Тема «оранжевых уроков», кажется, станет магистральной при подведении итогов года. «К черту Украину — говорим о нас самих»: в таком контексте сегодня принято обсуждать киевское реалшоу. Яркий случай — идеологическая диверсия «Консервативного пресс-клуба», опубликовавшего в «профильном» журналистском комьюнити Живого Журнала манифест относительно позиции российских СМИ в освещении украинских событий. И дружно заклеймленного за это многочисленной журналистской общественностью.
Позиция российских СМИ в освещении украинских выборов вообще-то была известно какая — в точности такая же, как и у СМИ украинских. Там, если кто забыл, было трогательное единодушие: даже журналисты откровенно провластных телекомпаний — чуть ли не поголовно — в приватных беседах регулярно каялись коллегам, что пока еще недостаточно активно саботируют начальственные указания о поддержке официального кандидата. И тихенько (вплоть до конца ноября, когда стало можно) показывали оранжевую ленточку, приколотую к подкладке пиджака.
Иными словами, если телевизорное начальство там более или менее вразнобой пыталось организовать поддержку Януковича, то сами журналисты — практически без исключений — были за Ющенко.
Самое смешное, практически в точности так же было и у нас. Российские государственные каналы, поддерживавшие Януковича, вместо осмысленной политической кампании все больше несли сладостно-блевотную ахинею в позднебрежневском стиле. Оно и неудивительно: даже в офисе общественно-политической редакции Первого канала, если кто не знает, на двери висел оранжевый плакат с надписью «Так!», а разговоры сотрудников в курилках в основном состояли из впечатлений о том, как они качественно и незаметно обстебали «бандюковичей» в очередном хвалебном репортаже, и даже руководство не просекло! Что уж говорить о негосударственных СМИ…
Да, официальные каналы работали «на власть»! Но практически каждый конкретный исполнитель даже на провластных каналах был «скрытым симитом» и делал свое дело, желая ему безусловного поражения. В таких случаях, как нетрудно догадаться, получается так, что «иногда лучше жевать».
Были исключения, конечно. Но каждый, кто таковым был, рисковал стать изгоем в своей среде — «тот, который продался». Обратите внимание на это «продался»! Фактически, это была своего рода презумпция: осознанно, по собственной воле быть за «этих» считалось невозможным. Тогда как быть откровенно за «тех», без всякого там объективизма — нормально и даже скорее одобряемо.

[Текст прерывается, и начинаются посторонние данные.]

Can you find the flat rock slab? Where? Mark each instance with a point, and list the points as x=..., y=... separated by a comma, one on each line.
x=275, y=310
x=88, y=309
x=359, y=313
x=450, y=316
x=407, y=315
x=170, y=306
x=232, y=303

И дело тут во фрондерстве, т.е. не в том, что «эти» — «начальство», а «те» — «оппозиция». Российские коммунисты в середине 90-х тоже ведь были «оппозицией» — однако никому из медиасообщества, кроме откровенных маргиналов, и в голову не приходило становиться на их сторону. Зюгановщина воспринималась российской медиаэлитой как чужое и чуждое, и отторгалась столь же безоглядно, как сейчас отторгается Янукович.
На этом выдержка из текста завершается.